Convened by a Presbyterian minister and organized by a Swedenborgian judge, the World’s Parliament of Religions gathered Hindus, Buddhists, Jains, Jews, Protestants, Catholics, Unitarians, and adherents of Shinto and Zoroastrianism for a series of discussions that were equal parts diplomacy, education, missionization, and theater. I studied the Parliament as a paradigmatic event of US religious history because it was a Christian-designed event seeking to represent how strongly religious America was and how good religion is for the economic and democratic leadership of the United States. Its organizers said it united “all religion against irreligion.”
This effort for unification was explicitly missionary, with many speakers arguing that America’s unique role in history deserved special religious dispensation.
Historian of religion Lucia Hulsether ’20PhD demonstrates in her research how the Parliament was, by design, a promotional effort on behalf of expanding American territorial and economic power. Across his published writings, Hixon argued that people could reconcile any difference through consciousness. Such an argument served his and others’ adventurous pluralism and minimized the imperial power that supported it.
“There are, in this world, so many creations, so many beings of God, from whom we can learn,” said Guru Bawa Muhaiyaddeen in his 1973 radio interview with Hixon. “Whatever it is that we see, from all those things we can learn.” Listening to Hixon’s radio interviews, one hears over and over again how hard he works to learn from the wide range of religious thinkers he engages. As Hixon fundraised for In the Spirit, he emphasized how rare it was to create space for meaningful discussion between people holding different views. Donors offered what they could to encourage the ongoing circulation of such public conversations. Hixon and other public radio programs offered rare instances where religious ideas and information could be debated and accessed by a broad public.

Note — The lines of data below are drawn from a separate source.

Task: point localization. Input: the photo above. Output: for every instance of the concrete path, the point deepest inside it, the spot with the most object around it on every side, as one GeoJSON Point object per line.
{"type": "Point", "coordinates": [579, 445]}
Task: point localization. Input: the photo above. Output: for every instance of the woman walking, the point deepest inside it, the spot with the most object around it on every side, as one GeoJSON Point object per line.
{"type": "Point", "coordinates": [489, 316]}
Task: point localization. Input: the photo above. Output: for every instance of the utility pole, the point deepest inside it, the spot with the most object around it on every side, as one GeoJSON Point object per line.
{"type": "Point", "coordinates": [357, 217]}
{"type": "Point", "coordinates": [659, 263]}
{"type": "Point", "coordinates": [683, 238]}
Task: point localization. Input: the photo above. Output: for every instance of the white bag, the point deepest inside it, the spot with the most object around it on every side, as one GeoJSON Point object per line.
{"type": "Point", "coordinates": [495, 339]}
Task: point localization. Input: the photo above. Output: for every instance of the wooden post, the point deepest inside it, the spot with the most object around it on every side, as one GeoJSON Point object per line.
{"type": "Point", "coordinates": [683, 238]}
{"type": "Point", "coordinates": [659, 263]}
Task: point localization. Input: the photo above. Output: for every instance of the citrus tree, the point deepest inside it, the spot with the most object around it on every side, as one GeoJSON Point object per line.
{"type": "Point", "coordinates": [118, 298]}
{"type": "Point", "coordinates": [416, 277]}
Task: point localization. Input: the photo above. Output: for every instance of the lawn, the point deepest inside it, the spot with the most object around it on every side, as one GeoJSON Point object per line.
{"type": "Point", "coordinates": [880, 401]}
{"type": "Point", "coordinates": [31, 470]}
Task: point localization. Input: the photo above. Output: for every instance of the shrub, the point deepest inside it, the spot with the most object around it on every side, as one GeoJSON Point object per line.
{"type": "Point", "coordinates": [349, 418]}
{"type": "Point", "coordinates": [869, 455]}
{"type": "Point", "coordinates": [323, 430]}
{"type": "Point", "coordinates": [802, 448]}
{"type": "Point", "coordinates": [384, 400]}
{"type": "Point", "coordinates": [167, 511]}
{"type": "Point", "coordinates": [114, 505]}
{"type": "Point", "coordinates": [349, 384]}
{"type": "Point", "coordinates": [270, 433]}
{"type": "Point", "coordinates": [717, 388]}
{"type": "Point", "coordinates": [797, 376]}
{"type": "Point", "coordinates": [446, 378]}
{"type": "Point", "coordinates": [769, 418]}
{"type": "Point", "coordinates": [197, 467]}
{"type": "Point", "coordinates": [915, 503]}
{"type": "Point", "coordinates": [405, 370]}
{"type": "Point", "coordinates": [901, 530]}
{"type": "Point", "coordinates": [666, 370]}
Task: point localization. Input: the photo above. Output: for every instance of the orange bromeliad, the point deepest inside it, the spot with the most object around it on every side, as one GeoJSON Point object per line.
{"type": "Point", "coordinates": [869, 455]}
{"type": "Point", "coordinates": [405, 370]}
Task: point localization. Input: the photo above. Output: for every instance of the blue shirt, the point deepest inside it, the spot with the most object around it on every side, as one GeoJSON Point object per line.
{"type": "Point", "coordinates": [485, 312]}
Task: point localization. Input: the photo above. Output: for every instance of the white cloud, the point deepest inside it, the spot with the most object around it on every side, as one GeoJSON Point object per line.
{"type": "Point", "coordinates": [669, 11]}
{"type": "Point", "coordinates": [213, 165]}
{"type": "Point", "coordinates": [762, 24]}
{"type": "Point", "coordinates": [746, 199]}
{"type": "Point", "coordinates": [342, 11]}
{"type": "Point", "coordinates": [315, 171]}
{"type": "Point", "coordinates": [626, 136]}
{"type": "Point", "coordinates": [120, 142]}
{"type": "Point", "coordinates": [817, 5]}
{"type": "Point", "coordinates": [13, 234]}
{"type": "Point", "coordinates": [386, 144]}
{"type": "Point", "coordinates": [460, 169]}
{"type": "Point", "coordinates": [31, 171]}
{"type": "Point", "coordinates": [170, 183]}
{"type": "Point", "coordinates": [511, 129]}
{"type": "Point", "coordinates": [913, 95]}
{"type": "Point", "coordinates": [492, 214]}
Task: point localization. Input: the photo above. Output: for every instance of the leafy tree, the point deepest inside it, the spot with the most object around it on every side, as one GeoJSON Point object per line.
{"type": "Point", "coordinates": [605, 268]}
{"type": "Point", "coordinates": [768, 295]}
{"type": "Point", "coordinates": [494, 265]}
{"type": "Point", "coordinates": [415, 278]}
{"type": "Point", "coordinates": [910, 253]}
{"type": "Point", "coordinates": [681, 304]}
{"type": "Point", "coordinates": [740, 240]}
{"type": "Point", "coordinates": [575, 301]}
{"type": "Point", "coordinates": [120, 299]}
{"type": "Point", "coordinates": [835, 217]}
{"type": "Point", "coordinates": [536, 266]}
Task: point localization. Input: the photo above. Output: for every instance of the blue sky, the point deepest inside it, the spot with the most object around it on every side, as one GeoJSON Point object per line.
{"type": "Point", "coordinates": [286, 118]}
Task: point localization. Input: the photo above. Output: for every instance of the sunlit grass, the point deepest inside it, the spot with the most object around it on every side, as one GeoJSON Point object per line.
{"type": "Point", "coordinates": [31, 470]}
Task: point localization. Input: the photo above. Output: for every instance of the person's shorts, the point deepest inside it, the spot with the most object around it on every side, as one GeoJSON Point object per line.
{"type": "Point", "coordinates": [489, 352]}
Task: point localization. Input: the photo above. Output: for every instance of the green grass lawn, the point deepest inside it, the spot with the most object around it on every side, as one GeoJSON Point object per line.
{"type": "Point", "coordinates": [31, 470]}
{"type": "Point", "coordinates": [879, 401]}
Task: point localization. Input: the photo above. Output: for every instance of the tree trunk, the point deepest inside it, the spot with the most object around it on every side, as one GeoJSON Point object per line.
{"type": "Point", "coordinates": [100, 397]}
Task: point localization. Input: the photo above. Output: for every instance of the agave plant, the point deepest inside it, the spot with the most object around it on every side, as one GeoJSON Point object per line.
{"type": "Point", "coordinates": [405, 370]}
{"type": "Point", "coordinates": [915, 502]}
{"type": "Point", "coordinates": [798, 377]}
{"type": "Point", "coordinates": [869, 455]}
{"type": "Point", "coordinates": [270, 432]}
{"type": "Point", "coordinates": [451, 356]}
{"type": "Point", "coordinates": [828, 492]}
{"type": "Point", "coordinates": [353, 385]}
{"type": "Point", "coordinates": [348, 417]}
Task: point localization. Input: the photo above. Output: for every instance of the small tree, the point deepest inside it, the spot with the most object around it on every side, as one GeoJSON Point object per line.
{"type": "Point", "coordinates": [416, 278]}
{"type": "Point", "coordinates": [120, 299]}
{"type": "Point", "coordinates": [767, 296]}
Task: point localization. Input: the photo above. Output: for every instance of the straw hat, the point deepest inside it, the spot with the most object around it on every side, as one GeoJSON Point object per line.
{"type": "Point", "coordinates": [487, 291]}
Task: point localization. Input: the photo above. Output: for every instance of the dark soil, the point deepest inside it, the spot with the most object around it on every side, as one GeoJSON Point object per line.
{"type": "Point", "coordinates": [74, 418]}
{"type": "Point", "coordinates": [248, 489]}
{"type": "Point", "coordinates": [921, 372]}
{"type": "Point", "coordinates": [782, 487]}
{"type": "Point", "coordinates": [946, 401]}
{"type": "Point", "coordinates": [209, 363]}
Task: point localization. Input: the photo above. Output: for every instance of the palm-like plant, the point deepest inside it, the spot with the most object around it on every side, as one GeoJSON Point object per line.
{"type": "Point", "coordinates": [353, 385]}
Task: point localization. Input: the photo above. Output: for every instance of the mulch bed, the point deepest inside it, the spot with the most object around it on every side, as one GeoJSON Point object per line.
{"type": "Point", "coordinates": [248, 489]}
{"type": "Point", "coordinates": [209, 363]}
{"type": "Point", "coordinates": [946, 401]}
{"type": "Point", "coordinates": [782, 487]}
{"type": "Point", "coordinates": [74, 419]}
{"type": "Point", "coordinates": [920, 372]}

“Our contribution to the future is to become responsible citizens, or initiates, of several sacred worlds, bearing them carefully and harmoniously within our own conscious and superconscious being,” Hixon said at the 1993 World’s Parliament of Religions. A committed public convert to religions whose practitioners experienced bigotry in the United States, Hixon sought to represent the ideas religions shared as a practice of countering the violence of wars and religiously informed hate.
Religions systematize worship, and Hixon pushed against systems that encouraged worshipping prejudice and power ahead of curiosity and vulnerability. “Sacredness cannot flourish as an intellectual abstraction, a romantic nostalgia, or a socially imposed norm,” he concluded in his talk at the World’s Parliament. “It springs only from free commitment and just community.” Future students will find in the papers of Lex Hixon a vivid account of how knowledge uplifts individual consciousness and can, through a deeply listening scholar, motivate others to awaken.